Among the museum’s collection are powerful reminders of the atrocities suffered by the camp’s mostly Jewish victims: mounds of hair and shoes and personal items relinquished upon their arrival.
Now, for the first time, Smithsonian Magazine reports, the museum, will make an international tour with more than 600 of its original artifacts to allow those who don’t have a chance to travel to Poland to see the exhibits in person.
The exhibition will include an original German-made Model 2 freight wagon used for the transport of soldiers, prisoners-of war, and for the deportation of Jews to the ghettos and extermination camps in occupied Poland.
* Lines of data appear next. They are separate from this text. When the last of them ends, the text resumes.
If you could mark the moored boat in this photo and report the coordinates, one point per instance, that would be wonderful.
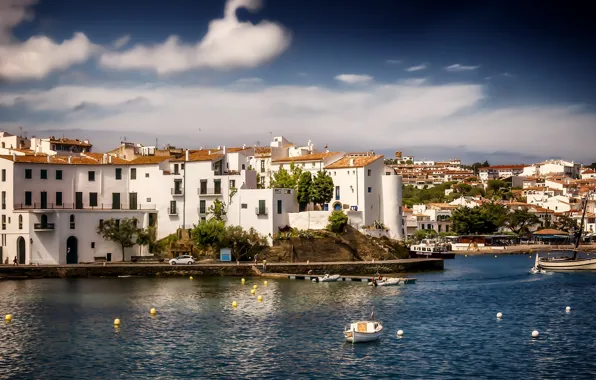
(363, 331)
(431, 249)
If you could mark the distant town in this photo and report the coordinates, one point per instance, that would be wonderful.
(57, 193)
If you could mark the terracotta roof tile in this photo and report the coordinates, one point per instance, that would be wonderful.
(307, 157)
(359, 162)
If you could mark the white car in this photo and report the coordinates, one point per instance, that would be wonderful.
(184, 259)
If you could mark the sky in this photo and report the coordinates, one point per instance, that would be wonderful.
(504, 81)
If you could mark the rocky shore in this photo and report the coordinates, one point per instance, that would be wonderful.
(8, 272)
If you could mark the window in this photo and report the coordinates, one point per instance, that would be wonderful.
(115, 201)
(93, 199)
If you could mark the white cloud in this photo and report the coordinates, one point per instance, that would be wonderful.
(457, 67)
(446, 116)
(228, 44)
(38, 56)
(249, 81)
(422, 66)
(121, 42)
(354, 78)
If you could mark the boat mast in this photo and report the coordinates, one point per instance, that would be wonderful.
(578, 235)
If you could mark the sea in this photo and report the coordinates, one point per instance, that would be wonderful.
(63, 328)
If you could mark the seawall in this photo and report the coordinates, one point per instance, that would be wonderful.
(161, 270)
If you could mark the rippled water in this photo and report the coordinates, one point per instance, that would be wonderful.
(63, 328)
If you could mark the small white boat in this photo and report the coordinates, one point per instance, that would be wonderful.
(363, 331)
(327, 278)
(385, 281)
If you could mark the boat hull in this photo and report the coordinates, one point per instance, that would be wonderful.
(568, 265)
(357, 337)
(433, 255)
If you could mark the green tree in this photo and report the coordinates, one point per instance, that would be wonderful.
(520, 221)
(322, 188)
(217, 210)
(304, 192)
(121, 231)
(337, 221)
(209, 233)
(243, 243)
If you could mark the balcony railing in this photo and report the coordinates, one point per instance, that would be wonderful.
(43, 226)
(85, 206)
(210, 191)
(261, 211)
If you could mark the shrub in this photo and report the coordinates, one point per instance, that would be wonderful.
(337, 221)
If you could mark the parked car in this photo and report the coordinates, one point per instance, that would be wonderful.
(184, 259)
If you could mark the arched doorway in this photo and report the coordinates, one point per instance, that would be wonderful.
(72, 256)
(21, 250)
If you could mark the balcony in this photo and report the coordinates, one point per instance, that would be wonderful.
(261, 211)
(210, 191)
(43, 227)
(85, 206)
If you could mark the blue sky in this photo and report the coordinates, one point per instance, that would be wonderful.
(521, 85)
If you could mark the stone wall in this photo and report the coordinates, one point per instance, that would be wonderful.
(245, 270)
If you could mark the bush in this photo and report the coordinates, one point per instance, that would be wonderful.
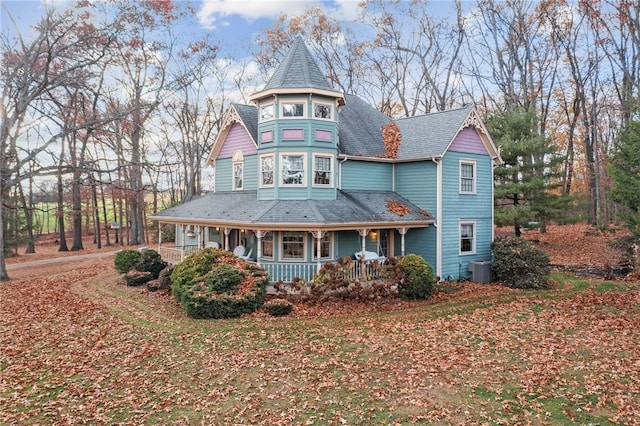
(518, 263)
(215, 284)
(416, 277)
(135, 278)
(126, 260)
(278, 307)
(150, 261)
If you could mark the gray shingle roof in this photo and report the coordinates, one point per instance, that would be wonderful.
(249, 116)
(429, 136)
(350, 208)
(298, 69)
(360, 128)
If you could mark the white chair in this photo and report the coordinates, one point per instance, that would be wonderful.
(239, 252)
(369, 256)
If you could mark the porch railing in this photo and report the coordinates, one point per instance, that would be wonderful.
(279, 271)
(176, 254)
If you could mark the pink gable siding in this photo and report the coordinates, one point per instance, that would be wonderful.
(237, 139)
(468, 141)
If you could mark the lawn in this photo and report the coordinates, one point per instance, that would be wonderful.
(78, 347)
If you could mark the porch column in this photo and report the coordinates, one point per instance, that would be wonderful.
(363, 233)
(402, 232)
(318, 236)
(260, 233)
(227, 231)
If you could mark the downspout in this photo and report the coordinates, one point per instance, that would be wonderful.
(438, 162)
(340, 172)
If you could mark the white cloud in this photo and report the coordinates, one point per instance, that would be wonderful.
(212, 10)
(251, 10)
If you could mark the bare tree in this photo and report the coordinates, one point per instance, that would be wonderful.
(57, 56)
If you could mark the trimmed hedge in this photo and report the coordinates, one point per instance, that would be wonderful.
(215, 284)
(126, 260)
(278, 307)
(417, 277)
(139, 267)
(518, 263)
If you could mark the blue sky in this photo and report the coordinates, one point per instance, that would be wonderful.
(235, 22)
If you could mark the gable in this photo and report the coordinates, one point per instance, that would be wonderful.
(468, 141)
(237, 139)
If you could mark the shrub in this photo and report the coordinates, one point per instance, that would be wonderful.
(416, 277)
(135, 278)
(126, 260)
(278, 307)
(518, 263)
(150, 261)
(215, 284)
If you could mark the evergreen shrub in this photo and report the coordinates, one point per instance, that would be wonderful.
(278, 307)
(416, 277)
(518, 263)
(215, 284)
(150, 261)
(126, 260)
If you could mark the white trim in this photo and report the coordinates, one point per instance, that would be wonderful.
(474, 237)
(331, 170)
(438, 224)
(474, 178)
(281, 258)
(261, 183)
(331, 243)
(271, 104)
(237, 161)
(305, 108)
(328, 104)
(303, 179)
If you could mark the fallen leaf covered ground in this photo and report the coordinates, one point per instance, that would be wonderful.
(78, 347)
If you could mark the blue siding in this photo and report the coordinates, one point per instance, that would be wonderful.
(462, 207)
(417, 182)
(367, 175)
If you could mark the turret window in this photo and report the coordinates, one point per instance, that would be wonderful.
(266, 112)
(266, 170)
(292, 109)
(322, 170)
(292, 167)
(323, 111)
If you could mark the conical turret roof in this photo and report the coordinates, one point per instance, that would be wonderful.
(298, 70)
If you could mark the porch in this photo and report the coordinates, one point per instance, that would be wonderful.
(282, 271)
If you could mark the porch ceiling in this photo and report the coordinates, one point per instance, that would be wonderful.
(351, 209)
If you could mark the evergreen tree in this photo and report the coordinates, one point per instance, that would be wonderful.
(624, 169)
(526, 189)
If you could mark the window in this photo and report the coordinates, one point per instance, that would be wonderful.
(292, 109)
(293, 245)
(467, 177)
(322, 111)
(467, 238)
(266, 112)
(266, 170)
(292, 167)
(322, 171)
(238, 166)
(267, 245)
(325, 246)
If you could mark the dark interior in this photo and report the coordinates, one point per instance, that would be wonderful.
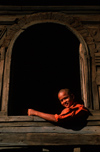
(45, 59)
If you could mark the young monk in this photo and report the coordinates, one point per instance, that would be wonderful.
(72, 109)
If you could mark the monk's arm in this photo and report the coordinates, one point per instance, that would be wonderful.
(46, 116)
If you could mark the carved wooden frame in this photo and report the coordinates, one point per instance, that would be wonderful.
(73, 24)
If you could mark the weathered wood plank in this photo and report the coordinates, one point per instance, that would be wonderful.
(53, 129)
(40, 124)
(96, 116)
(31, 139)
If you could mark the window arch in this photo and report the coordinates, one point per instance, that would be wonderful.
(46, 18)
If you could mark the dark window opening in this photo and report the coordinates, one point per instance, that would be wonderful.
(45, 59)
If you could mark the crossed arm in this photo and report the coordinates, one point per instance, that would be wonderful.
(46, 116)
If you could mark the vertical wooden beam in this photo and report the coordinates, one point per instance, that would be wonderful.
(2, 56)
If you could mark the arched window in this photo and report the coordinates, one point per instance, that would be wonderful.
(45, 58)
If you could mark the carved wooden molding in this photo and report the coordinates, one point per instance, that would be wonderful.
(15, 30)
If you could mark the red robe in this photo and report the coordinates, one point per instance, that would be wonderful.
(73, 112)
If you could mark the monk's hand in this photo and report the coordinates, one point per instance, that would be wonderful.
(31, 112)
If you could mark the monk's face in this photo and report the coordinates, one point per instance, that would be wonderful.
(66, 99)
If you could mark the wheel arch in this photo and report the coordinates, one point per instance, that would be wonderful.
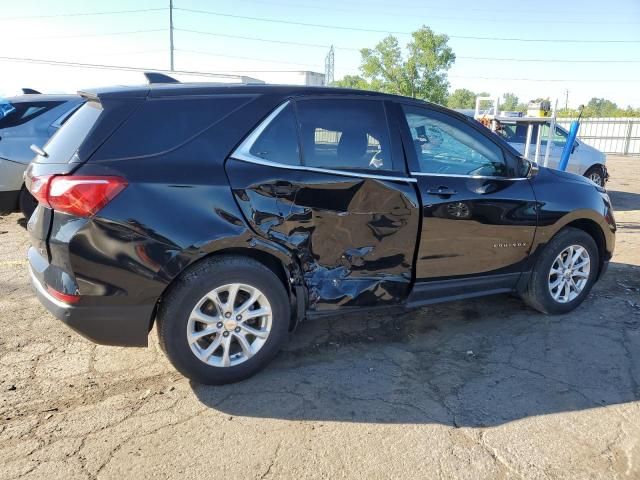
(284, 266)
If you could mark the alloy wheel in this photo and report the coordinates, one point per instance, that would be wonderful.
(229, 325)
(596, 178)
(569, 273)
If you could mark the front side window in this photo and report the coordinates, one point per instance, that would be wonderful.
(24, 112)
(446, 145)
(344, 134)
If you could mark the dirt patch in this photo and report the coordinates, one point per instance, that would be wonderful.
(485, 388)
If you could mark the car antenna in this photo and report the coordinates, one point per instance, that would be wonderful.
(155, 77)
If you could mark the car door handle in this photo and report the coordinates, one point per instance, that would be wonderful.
(441, 191)
(282, 188)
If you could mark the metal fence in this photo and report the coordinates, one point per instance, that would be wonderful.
(609, 135)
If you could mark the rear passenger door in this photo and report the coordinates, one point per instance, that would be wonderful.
(325, 178)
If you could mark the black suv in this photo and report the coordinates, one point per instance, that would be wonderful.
(227, 214)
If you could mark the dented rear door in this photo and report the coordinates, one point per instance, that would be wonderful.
(335, 197)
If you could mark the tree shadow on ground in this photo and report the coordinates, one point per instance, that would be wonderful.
(477, 363)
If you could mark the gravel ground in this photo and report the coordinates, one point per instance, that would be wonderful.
(478, 389)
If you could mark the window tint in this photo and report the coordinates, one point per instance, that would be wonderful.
(279, 141)
(64, 143)
(446, 145)
(344, 134)
(26, 111)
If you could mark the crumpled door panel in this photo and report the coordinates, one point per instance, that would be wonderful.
(355, 238)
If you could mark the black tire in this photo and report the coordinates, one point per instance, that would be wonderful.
(176, 307)
(27, 203)
(537, 294)
(596, 172)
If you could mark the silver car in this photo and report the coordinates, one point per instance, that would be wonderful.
(584, 160)
(26, 120)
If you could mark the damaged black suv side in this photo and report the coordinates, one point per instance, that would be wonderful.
(228, 214)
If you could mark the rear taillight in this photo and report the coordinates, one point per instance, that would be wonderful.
(82, 196)
(63, 297)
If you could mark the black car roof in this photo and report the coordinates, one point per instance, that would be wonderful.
(185, 89)
(43, 97)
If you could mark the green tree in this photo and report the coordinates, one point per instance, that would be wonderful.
(421, 73)
(464, 98)
(461, 98)
(510, 102)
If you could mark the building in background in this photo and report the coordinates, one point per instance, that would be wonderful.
(303, 77)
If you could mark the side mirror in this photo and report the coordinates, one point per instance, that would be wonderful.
(527, 168)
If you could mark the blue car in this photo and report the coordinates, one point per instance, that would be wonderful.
(26, 120)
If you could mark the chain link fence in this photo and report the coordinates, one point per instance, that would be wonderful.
(610, 135)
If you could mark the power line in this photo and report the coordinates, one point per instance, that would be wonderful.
(247, 58)
(371, 30)
(556, 60)
(229, 73)
(439, 17)
(85, 14)
(258, 39)
(105, 34)
(218, 74)
(542, 80)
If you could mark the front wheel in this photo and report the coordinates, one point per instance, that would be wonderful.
(224, 320)
(27, 203)
(564, 273)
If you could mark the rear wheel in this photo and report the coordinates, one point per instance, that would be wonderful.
(224, 320)
(27, 203)
(596, 175)
(564, 273)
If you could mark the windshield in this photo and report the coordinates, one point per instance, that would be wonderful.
(22, 112)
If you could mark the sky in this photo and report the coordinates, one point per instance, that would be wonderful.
(43, 30)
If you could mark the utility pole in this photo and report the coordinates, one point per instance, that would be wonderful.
(328, 67)
(171, 33)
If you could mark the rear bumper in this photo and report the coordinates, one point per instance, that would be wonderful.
(126, 326)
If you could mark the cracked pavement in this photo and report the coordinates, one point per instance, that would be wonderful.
(484, 388)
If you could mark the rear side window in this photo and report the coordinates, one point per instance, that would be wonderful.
(25, 112)
(160, 125)
(344, 134)
(447, 146)
(278, 142)
(66, 141)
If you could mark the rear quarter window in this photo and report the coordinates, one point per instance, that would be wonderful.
(25, 112)
(163, 124)
(66, 141)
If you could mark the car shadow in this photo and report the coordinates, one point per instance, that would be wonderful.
(624, 201)
(477, 363)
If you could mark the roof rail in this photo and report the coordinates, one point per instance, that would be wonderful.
(155, 77)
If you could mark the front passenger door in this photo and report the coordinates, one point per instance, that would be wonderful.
(478, 218)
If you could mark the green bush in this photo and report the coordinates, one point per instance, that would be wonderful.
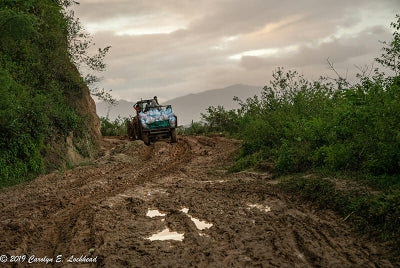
(113, 128)
(301, 125)
(38, 86)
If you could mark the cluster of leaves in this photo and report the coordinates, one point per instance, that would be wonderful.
(332, 127)
(37, 80)
(298, 124)
(116, 127)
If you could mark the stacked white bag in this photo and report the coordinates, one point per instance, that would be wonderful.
(155, 115)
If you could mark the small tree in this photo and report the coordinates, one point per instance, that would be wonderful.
(79, 42)
(391, 56)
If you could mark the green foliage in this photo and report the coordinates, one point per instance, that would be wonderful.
(38, 86)
(113, 128)
(299, 125)
(195, 128)
(378, 214)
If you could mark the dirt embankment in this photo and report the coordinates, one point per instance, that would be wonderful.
(111, 210)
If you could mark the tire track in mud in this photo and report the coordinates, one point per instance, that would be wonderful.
(103, 207)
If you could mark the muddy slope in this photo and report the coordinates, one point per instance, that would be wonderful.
(101, 210)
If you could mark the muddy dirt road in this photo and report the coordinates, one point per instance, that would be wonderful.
(117, 211)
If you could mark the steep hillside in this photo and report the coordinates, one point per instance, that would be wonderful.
(188, 107)
(47, 117)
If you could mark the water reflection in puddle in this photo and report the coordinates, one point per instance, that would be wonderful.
(201, 225)
(154, 213)
(260, 207)
(166, 234)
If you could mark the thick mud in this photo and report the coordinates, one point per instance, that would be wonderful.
(111, 211)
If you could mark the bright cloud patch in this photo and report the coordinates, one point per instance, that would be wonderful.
(264, 52)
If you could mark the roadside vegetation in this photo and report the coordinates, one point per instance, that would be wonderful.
(116, 127)
(331, 128)
(41, 47)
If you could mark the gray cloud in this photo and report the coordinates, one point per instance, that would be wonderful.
(197, 55)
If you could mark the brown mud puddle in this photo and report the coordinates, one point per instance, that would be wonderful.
(115, 208)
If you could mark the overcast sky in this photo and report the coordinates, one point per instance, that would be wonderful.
(171, 48)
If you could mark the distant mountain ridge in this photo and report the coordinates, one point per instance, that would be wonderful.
(188, 107)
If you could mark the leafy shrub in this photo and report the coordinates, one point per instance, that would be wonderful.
(113, 128)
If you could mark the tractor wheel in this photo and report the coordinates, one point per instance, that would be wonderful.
(173, 136)
(145, 138)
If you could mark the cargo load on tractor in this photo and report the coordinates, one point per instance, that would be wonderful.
(152, 121)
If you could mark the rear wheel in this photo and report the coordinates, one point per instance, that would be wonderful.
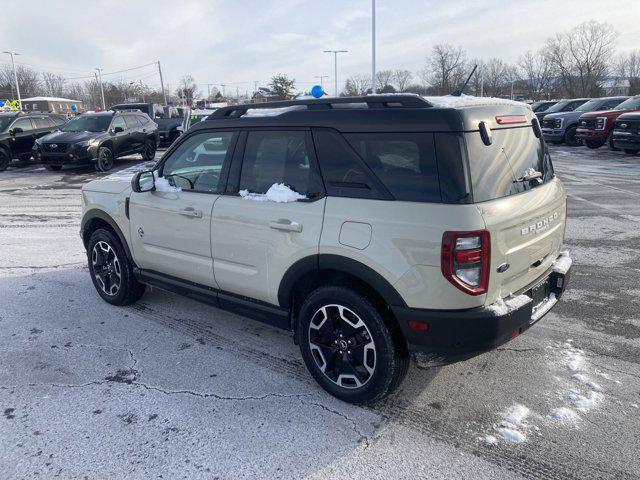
(348, 346)
(594, 143)
(570, 137)
(105, 159)
(5, 159)
(110, 269)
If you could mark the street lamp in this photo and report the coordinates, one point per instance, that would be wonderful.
(335, 66)
(15, 76)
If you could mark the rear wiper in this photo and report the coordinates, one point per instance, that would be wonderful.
(529, 174)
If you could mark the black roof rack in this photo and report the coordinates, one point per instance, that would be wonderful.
(372, 101)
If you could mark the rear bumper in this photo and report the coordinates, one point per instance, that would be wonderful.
(588, 134)
(454, 335)
(553, 135)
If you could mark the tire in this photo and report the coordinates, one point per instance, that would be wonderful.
(570, 137)
(149, 152)
(104, 163)
(348, 347)
(5, 159)
(594, 143)
(110, 269)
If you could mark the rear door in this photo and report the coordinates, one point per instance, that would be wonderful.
(170, 228)
(525, 218)
(256, 237)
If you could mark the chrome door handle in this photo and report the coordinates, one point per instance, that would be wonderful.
(191, 212)
(286, 225)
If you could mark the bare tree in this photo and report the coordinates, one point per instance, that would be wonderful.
(537, 72)
(53, 84)
(445, 68)
(582, 56)
(384, 80)
(402, 79)
(627, 67)
(357, 85)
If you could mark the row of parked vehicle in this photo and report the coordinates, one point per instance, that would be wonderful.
(593, 122)
(92, 138)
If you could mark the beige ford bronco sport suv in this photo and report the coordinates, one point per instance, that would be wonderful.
(370, 227)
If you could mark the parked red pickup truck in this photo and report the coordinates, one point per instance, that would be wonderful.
(596, 128)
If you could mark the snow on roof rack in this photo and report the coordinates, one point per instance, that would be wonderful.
(372, 101)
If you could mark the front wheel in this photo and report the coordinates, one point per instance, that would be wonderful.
(111, 271)
(594, 143)
(348, 347)
(104, 163)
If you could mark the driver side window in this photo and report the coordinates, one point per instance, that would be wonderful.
(197, 163)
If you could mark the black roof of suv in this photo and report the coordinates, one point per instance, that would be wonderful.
(371, 113)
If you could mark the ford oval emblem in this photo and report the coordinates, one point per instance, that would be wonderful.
(503, 268)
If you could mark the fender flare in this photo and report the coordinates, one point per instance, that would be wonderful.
(95, 213)
(315, 263)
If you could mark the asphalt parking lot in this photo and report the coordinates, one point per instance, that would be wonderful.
(170, 388)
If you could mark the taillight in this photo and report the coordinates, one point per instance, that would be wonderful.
(466, 259)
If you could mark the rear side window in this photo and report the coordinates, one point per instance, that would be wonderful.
(496, 170)
(404, 162)
(279, 157)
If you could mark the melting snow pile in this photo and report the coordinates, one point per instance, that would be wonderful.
(278, 192)
(449, 101)
(502, 307)
(163, 185)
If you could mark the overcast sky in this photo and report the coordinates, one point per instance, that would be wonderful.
(238, 42)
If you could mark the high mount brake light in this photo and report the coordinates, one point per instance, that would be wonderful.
(465, 260)
(510, 119)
Other items will portray the lives of the victims as well as the perpetrators of, in the words of the the museum’s director, Piotr M.A. Cywiński,“the biggest crime of the 20th century.”
Cywiński says in a press release, “Nothing can replace a visit to the authentic site of the biggest crime of the 20th century, but this exhibition, which people in many countries will have the opportunity to see, can become a great warning cry for us all against building the future on hatred, racism, anti-Semitism and bottomless contempt for another human being.”
The exhibition will begin this December in Madrid and travel to seven European and seven North American cities.